One year later, because the fourth job was too stressful and challenging, Juliana was thinking about leaving that organization. Suddenly, she received an email from the employer that she met through the internet – that employer was asking whether she is still interested in being their casual employee. Juliana said yes.

That’s how she got her fifth job.

Because her 5th job was just casual, Juliana used her other qualifications to land the 6th job and the 7th job (both were casual as well). As a result, she was extremely busy for three years. All of a sudden, the industry changed due to the new legislation, so she lost her 6th job and her 7th job (both organizations were shut down).

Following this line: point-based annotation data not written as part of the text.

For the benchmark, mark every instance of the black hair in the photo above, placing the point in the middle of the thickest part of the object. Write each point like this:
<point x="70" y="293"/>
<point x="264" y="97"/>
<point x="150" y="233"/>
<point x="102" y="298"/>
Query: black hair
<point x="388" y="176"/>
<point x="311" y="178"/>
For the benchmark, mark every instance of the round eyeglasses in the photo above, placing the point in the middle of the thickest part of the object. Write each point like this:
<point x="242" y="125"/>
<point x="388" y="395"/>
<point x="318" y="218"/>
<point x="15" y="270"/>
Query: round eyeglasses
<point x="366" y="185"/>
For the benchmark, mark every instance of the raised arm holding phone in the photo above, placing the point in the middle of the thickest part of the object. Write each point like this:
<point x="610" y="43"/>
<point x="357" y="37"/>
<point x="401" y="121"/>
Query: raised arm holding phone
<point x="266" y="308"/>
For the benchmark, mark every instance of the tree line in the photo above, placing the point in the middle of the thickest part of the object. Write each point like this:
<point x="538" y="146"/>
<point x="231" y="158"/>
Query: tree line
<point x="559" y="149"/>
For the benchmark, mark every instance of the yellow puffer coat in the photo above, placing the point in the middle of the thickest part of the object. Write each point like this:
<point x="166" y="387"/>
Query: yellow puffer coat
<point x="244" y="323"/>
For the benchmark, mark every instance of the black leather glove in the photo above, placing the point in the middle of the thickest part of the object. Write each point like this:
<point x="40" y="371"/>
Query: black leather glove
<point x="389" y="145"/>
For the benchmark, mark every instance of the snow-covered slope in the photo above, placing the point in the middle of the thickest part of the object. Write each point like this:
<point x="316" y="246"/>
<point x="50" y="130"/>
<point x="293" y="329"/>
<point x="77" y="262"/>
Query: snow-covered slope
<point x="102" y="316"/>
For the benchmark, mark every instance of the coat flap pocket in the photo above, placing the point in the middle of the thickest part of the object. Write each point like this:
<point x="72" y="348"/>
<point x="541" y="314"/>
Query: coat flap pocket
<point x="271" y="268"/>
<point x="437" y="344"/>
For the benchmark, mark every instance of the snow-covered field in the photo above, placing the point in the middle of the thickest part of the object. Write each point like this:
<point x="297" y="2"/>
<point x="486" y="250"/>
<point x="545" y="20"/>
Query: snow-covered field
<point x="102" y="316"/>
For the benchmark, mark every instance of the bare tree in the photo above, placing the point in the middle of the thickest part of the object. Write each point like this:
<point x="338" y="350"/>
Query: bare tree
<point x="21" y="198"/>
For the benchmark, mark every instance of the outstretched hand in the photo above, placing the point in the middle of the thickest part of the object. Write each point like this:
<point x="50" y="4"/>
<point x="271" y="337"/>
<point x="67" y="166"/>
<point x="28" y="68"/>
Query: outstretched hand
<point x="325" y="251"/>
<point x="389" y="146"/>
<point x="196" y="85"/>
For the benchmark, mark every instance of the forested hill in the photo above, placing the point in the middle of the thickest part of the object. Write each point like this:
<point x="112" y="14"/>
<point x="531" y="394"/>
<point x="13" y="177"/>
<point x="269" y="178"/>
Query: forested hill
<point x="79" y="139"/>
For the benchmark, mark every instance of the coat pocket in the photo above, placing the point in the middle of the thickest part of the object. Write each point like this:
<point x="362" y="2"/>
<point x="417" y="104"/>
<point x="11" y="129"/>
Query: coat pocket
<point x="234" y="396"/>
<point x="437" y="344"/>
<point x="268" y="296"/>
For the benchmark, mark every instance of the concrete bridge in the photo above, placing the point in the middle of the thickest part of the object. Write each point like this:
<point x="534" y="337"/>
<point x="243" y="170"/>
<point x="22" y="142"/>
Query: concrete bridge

During the pandemic, she also lost her 5th job as that organization was shut down by COVID-19. Her fifth job lasted for more than six years.

The redundancy happened, so the 5th employer introduced a career counsellor to Juliana. Because of the career counsellor’s help, Juliana went to some job interviews and then landed her 8th job through a recruiter. After working in the 8th job for 10 weeks, she received a phone call from an employer who offered her an interview half a year ago and she was hired by the 9th employer.

Sadly, the 9th job didn’t work out – she was fired by the 9th employer because she didn’t have enough product knowledge in that particular industry.

Juliana is very resourceful; hence, she found her 10th job by applying for a relevant job online and got that job. Though she likes the nature of her 10th job, she couldn’t stand some people that she was working with. Thus, she resigned after working there for almost a year and a half.

After analyzing her employment history, Juliana has summarized some helpful insights: 1) high-quality jobs usually come from her mentors who actually want her to succeed; 2) finding a job by herself is better than asking someone else to introduce a job to her because she doesn’t want to owe anyone anything.

Although this section is about Juliana’s employment history, this idea also applies to relationships: if you summarize your relationship history, you will also get some insights into dating safety, so why not think about what your previous relationships have taught you?

“Please remember to learn something from your past so that you can have dating safety in the future.”